Opportunities
There is an opportunity for a graduate student to join our research group in the Department of Earth and Environmental Sciences at the University of Minnesota starting in Fall 2025. It is a fantastic department with excellent analytical facilities including those associated with the Institute for Rock Magnetism. Interested prospective students could either apply to our PhD program or to our MS program. More information about both programs is available here: https://cse.umn.edu/esci/why-university-minnesota. Applications are due on December 15th.
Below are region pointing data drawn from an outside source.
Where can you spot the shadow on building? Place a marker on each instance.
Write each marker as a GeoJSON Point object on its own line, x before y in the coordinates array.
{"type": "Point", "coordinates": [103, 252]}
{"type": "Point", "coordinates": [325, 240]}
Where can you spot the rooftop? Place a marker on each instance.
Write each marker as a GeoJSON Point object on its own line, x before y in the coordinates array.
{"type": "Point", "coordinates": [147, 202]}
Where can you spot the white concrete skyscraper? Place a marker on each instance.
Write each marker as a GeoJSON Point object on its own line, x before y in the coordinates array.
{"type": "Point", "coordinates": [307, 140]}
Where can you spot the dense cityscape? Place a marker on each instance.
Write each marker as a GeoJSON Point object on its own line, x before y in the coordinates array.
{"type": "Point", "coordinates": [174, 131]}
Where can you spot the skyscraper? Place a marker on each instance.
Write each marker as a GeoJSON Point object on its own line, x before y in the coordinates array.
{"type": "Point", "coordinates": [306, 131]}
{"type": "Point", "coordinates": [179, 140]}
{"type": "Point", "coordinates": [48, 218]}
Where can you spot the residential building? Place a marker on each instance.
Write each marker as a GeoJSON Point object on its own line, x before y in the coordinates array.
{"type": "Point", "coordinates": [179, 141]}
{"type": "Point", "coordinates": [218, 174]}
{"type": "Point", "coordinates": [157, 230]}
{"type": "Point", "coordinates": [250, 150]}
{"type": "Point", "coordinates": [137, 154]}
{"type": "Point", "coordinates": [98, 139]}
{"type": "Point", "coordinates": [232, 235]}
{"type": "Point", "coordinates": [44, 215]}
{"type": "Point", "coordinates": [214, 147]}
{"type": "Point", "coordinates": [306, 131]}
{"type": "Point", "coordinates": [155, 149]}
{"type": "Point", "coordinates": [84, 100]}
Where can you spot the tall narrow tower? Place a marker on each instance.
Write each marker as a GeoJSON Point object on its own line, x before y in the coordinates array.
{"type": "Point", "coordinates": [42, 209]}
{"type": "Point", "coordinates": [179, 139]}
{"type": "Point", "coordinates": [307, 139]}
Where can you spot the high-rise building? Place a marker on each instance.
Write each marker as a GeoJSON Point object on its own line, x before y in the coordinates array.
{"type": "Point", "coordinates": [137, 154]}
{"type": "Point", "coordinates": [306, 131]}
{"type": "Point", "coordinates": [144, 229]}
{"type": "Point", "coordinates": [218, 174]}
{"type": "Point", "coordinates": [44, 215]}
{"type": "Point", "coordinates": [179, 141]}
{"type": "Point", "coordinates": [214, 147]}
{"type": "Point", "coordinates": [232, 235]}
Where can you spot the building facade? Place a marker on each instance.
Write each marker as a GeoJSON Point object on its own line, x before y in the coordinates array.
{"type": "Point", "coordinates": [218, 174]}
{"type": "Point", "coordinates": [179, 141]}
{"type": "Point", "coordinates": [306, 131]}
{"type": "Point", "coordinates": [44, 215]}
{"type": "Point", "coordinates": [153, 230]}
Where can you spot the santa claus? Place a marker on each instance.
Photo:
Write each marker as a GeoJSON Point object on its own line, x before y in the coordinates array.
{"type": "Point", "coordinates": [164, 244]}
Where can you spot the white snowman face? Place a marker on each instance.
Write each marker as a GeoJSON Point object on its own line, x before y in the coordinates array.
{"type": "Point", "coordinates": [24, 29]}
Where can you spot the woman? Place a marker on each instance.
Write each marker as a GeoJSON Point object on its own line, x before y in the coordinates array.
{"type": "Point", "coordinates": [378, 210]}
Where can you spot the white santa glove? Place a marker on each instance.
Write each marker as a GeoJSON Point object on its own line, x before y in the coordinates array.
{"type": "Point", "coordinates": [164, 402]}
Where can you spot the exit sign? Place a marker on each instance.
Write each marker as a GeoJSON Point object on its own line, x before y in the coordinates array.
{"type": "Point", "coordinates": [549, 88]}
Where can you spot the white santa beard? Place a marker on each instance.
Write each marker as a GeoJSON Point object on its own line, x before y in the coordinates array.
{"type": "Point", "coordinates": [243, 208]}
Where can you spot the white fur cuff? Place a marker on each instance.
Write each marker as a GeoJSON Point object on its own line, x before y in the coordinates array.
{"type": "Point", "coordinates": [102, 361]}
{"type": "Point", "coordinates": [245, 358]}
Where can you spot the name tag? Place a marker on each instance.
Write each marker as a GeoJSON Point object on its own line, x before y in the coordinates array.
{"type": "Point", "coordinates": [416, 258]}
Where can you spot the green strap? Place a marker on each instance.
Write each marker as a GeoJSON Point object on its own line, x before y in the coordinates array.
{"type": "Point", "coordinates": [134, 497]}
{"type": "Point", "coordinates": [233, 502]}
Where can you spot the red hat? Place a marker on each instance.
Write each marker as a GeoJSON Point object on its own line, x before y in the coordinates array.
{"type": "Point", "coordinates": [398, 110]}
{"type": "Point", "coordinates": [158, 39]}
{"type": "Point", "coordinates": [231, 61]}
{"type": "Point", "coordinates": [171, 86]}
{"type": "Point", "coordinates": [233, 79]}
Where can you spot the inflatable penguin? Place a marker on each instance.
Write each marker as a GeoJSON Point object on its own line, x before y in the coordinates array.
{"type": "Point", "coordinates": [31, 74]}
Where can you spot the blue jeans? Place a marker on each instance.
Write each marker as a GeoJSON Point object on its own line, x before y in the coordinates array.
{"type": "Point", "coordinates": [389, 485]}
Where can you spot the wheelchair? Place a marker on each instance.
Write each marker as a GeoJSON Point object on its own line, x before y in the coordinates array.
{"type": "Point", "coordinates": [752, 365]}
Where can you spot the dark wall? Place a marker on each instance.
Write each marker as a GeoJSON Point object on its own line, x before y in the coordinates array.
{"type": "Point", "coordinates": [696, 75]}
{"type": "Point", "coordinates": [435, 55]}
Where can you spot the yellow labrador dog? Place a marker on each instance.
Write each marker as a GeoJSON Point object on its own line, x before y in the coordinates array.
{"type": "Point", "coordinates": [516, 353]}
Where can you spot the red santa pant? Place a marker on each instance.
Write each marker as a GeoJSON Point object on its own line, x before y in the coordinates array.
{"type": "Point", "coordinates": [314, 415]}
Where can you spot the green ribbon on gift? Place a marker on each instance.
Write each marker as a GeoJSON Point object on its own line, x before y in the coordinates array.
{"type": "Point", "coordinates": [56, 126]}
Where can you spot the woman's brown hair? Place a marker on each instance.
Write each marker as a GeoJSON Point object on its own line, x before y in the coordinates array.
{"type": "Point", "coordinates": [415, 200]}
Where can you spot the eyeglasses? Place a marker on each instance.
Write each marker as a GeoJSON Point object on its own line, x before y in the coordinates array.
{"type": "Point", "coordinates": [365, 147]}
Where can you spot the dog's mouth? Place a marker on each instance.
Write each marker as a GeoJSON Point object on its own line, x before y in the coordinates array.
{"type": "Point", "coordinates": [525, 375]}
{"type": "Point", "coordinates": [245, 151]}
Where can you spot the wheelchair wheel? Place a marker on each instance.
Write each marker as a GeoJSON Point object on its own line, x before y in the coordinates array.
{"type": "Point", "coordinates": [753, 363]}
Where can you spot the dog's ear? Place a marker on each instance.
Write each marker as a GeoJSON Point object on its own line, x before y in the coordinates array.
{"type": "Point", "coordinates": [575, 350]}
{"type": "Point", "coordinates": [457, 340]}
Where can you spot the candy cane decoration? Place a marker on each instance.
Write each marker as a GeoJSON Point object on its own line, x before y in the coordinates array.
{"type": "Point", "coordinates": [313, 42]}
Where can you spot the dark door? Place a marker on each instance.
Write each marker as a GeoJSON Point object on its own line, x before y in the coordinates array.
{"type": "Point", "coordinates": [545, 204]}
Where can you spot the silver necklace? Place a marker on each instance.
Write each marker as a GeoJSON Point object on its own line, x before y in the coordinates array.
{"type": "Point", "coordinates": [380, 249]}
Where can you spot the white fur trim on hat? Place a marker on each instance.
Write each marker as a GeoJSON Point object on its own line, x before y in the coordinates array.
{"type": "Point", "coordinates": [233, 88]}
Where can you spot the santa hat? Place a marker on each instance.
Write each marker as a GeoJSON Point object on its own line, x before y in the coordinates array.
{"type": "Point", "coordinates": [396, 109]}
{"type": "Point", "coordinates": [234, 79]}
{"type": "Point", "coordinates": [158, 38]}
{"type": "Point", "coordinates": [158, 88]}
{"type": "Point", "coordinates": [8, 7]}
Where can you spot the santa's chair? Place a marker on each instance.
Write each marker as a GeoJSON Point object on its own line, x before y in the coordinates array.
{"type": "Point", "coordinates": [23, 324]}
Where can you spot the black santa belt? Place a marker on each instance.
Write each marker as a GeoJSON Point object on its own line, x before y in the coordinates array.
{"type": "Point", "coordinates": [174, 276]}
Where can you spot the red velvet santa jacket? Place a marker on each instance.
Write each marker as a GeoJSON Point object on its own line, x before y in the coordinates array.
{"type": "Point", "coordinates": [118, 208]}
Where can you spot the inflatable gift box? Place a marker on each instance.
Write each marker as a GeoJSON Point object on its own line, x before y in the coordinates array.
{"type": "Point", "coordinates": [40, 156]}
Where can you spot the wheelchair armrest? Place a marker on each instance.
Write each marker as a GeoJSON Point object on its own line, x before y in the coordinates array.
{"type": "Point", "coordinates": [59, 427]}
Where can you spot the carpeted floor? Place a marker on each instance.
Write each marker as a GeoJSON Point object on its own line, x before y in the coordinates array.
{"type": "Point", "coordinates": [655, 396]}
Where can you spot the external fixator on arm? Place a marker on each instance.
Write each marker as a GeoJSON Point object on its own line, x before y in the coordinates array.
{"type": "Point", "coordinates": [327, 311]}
Oman + Arabian-Nubian Shield paleogeography in the Neoproterozoic Era
The graduate student working on this research would join a collaborative project that was just funded by the NASA Exobiology program focused on the paleoenvironmental context of animal evolution and Snowball Earth glaciation. Sedimentary rocks in Oman record ca. 717 to 660 million-year-old global glaciation as well as ca. 650 million-year-old molecular fossils that can be interpreted as the earliest record of animals on Earth. We seek to constrain the paleolatitude where these sedimentary rocks were deposited to better reconstruct the ancient environment in which these early animals evolved. In conjunction with this effort, we want to understand the tectonic context of Oman which was situated on the margin of an ocean basin that had abundant arc volcanic arcs that would collide with one another to make the Arabian-Nubian shield. The research will include fieldwork and the development of paleomagnetic and magnetic mineralogy data from sedimentary rocks in southern Oman in a stratigraphic context. It will additionally involve field research on volcanic and intrusive rocks elsewhere in the Arabian-Nubian Shield. Associated paleomagnetic analysis presented the opportunity to constrain the paleolatitude of ophiolites as well as post-accretion intrusions associated with the assembly of the Arabian-Nubian Shield. Reconstructing the paleogeography of these volcanic arc terranes could hold the key to understanding changes on Earth that led to cooling and the onset of Snowball Earth.